A Web App for Trading Highly Volatile Instruments
A trading application designed for internal use within the client's company. The app features low-latency inbound market data and a slippage-free outbound order system, allowing for trading of highly volatile instruments such as Dow Jones, DAX, FTSE, NASDAQ, and other indexes.
About the client
The client is a wealth management company headquartered in Switzerland. It was founded by a group of professionals with over 20 years of experience in the industry and their own trading strategies.
Engagement model
Fixed price
Solution
Backend application with web-based admin interface
Effort and duration
4 months
Client request
The client approached Itexus to develop an application that would automate their trading strategies. They were searching for a reliable development team with a strong grasp of algorithmic trading, expertise in low-level code optimization, and knowledge of hardware. Our technical skills combined with comprehensive knowledge of the financial industry made us the preferred tech partner for the client.
Project team
1 Project Manager, 1 Business Analyst, 1 Lead Developer, 2 Full-Stack Developers, 1 DevOps, 2 QA Engineers
Tech stack / Platforms
Target audience
The trading app that we have developed is intended for internal use only. It is designed to be used by wealth managers working within our client’s company and provides them with a range of features that help them to manage their clients’ investments more effectively.
Project challenges
As the client’s strategies rely heavily on high-frequency trading, we encountered several challenges that required attention.
Performance
For high-frequency trading, every microsecond counts, so we focused on optimizing the application’s performance.

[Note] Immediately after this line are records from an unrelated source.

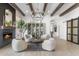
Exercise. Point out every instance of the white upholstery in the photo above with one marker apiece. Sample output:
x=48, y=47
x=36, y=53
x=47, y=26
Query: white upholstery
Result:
x=27, y=37
x=44, y=36
x=19, y=45
x=49, y=44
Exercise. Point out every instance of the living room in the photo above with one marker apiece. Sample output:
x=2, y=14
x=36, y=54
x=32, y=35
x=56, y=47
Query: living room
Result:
x=39, y=29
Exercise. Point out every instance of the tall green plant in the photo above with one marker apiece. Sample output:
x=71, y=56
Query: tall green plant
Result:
x=20, y=24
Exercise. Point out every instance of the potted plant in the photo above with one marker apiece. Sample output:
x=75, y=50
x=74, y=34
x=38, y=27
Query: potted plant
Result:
x=21, y=26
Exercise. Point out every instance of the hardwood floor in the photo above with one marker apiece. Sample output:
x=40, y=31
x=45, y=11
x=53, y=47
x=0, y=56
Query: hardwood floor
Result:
x=63, y=48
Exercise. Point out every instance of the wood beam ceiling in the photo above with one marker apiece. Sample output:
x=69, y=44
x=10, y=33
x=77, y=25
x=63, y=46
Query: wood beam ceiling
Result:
x=16, y=7
x=31, y=8
x=44, y=9
x=70, y=9
x=57, y=8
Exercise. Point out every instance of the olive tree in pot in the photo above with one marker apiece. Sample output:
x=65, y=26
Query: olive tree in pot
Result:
x=21, y=26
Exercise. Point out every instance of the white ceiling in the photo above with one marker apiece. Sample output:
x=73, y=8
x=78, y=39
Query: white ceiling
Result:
x=38, y=7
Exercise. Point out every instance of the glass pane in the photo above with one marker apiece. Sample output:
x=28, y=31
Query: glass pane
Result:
x=75, y=23
x=69, y=24
x=75, y=39
x=75, y=30
x=69, y=37
x=69, y=30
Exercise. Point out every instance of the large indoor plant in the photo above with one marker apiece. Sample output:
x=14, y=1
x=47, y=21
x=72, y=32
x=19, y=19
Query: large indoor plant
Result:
x=21, y=25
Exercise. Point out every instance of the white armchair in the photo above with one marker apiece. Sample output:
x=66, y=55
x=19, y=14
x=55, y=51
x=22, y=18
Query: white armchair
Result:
x=27, y=37
x=45, y=36
x=19, y=45
x=49, y=44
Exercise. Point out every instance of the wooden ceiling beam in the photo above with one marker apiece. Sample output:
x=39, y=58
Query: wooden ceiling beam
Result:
x=44, y=9
x=16, y=7
x=57, y=8
x=70, y=9
x=31, y=7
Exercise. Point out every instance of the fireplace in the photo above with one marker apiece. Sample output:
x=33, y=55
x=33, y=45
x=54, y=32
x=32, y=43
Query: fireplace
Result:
x=7, y=36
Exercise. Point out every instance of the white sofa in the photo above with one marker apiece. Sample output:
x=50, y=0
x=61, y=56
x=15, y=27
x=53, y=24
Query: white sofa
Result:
x=19, y=45
x=49, y=44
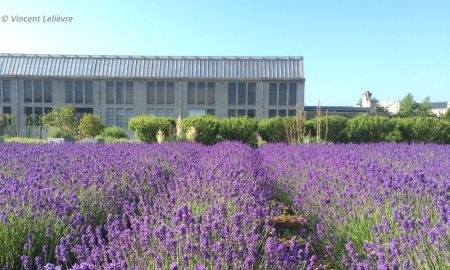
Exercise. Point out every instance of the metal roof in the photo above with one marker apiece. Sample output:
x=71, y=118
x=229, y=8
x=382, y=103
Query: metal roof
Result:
x=144, y=67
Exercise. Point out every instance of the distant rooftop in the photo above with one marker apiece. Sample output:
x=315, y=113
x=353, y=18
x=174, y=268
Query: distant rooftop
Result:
x=116, y=66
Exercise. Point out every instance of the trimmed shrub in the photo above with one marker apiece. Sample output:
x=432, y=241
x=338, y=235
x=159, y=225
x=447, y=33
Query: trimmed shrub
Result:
x=272, y=129
x=365, y=128
x=332, y=128
x=241, y=129
x=146, y=127
x=206, y=127
x=114, y=132
x=90, y=125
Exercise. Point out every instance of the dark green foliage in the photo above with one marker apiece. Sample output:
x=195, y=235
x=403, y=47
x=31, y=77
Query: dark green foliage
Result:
x=273, y=129
x=90, y=125
x=332, y=128
x=239, y=129
x=114, y=132
x=365, y=128
x=146, y=127
x=206, y=127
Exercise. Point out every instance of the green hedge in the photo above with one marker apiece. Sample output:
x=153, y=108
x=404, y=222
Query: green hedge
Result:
x=206, y=126
x=239, y=129
x=272, y=129
x=146, y=126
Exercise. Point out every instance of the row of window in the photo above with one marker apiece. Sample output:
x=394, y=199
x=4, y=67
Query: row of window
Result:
x=118, y=116
x=201, y=93
x=5, y=91
x=282, y=112
x=79, y=92
x=37, y=91
x=283, y=94
x=241, y=93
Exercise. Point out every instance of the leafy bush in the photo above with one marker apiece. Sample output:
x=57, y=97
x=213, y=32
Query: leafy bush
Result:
x=206, y=128
x=239, y=129
x=62, y=122
x=273, y=129
x=114, y=132
x=146, y=127
x=90, y=125
x=333, y=128
x=365, y=128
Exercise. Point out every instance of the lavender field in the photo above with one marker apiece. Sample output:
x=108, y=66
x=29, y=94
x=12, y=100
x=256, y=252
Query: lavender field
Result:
x=227, y=206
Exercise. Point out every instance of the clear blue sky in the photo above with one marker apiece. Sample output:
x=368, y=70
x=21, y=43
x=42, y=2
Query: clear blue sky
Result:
x=385, y=46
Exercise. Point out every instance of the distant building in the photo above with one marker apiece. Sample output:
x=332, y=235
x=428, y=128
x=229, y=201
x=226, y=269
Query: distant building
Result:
x=119, y=87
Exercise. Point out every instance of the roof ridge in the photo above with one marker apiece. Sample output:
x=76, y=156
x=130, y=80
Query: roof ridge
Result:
x=152, y=56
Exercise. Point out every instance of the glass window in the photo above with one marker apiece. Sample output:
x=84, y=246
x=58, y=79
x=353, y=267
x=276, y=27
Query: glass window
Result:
x=88, y=92
x=37, y=91
x=273, y=94
x=292, y=94
x=160, y=92
x=194, y=112
x=282, y=94
x=6, y=91
x=110, y=92
x=231, y=93
x=79, y=92
x=272, y=113
x=191, y=93
x=7, y=110
x=129, y=112
x=170, y=93
x=27, y=91
x=242, y=94
x=170, y=112
x=68, y=86
x=109, y=117
x=129, y=93
x=38, y=111
x=251, y=94
x=211, y=94
x=201, y=92
x=120, y=117
x=119, y=92
x=48, y=95
x=150, y=92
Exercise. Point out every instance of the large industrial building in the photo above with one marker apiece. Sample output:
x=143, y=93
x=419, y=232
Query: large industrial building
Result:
x=118, y=87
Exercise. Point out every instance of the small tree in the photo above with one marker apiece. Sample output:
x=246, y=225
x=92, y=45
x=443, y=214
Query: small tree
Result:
x=90, y=126
x=425, y=108
x=408, y=106
x=62, y=122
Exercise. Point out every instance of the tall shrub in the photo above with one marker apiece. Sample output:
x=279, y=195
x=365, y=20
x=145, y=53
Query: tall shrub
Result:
x=239, y=129
x=146, y=127
x=366, y=128
x=206, y=127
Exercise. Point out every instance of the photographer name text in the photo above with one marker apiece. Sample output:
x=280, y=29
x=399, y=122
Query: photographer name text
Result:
x=37, y=19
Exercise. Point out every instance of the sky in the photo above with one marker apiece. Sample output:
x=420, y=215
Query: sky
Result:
x=349, y=46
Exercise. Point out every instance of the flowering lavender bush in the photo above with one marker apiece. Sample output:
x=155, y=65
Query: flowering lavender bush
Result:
x=227, y=206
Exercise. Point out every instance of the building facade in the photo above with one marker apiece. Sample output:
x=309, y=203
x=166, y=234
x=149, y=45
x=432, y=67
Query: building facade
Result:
x=119, y=87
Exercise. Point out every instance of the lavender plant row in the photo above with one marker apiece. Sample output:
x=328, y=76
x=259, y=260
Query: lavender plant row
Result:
x=187, y=206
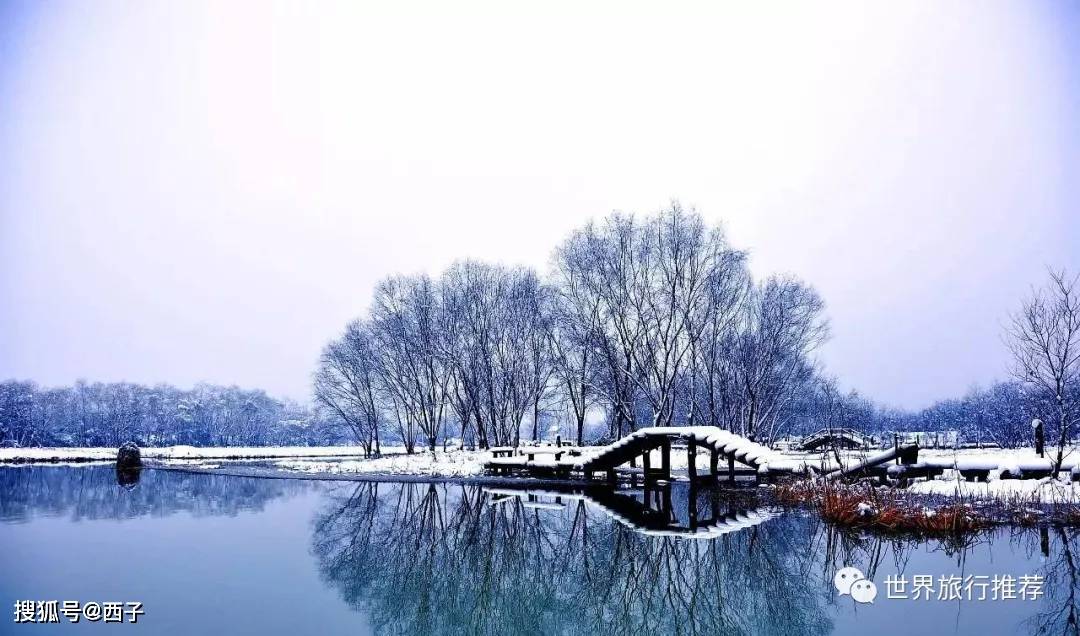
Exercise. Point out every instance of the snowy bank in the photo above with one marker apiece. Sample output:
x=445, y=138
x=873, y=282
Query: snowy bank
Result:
x=175, y=452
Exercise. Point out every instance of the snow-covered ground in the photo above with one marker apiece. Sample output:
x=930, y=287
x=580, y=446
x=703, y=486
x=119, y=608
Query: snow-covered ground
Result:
x=1045, y=490
x=345, y=460
x=176, y=452
x=450, y=463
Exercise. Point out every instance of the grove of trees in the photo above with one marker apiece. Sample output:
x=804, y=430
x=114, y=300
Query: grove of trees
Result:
x=643, y=322
x=111, y=414
x=648, y=321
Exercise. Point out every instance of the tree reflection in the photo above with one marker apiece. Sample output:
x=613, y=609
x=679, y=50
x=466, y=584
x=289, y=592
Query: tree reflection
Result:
x=100, y=492
x=433, y=559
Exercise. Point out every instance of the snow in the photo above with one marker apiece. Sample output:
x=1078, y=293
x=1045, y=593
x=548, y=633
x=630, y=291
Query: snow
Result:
x=1045, y=490
x=451, y=463
x=175, y=452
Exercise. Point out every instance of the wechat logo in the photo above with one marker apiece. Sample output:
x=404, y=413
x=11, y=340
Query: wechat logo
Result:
x=851, y=581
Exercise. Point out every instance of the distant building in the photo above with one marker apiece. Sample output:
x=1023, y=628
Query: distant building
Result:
x=931, y=438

To enable lightning-fast data transfer, we chose to use a discrete network card for the hardware, which is known for its ability to handle network packets with exceptional speed.
Tight deadline
Our development team had a very tight deadline. Given the urgency of the project, we were required to roll out the MVP in no longer than four months. Our team persevered and worked tirelessly to ensure timely delivery without compromising the code quality and app’s performance.
Infrastructure
Since the application’s performance is highly dependent on latency, it is essential to minimize the distance between the server and the source (liquidity provider/broker API) and to locate the server close to the source API. In these circumstances, deployment is more complex than when working with a cloud, as the physical server may require a DevOps engineer to configure it in person.
Solution overview
The web app allows trading highly volatile instruments (e.g., Dow Jones, DAX, FTSE, NASDAQ, and other indexes) and features low latency inbound market data and a slippage-free outbound order system. The strategy laid in the basis of the app relies on using a sequence of preset numbers, placed in one direction of the market movement at a fixed pace from the trigger price. After each order is executed, a stop loss, hedge, or take profit is automatically placed a preset distance away from the execution price. The next order is activated only if the previous order was executed at a price that starts from the execution price.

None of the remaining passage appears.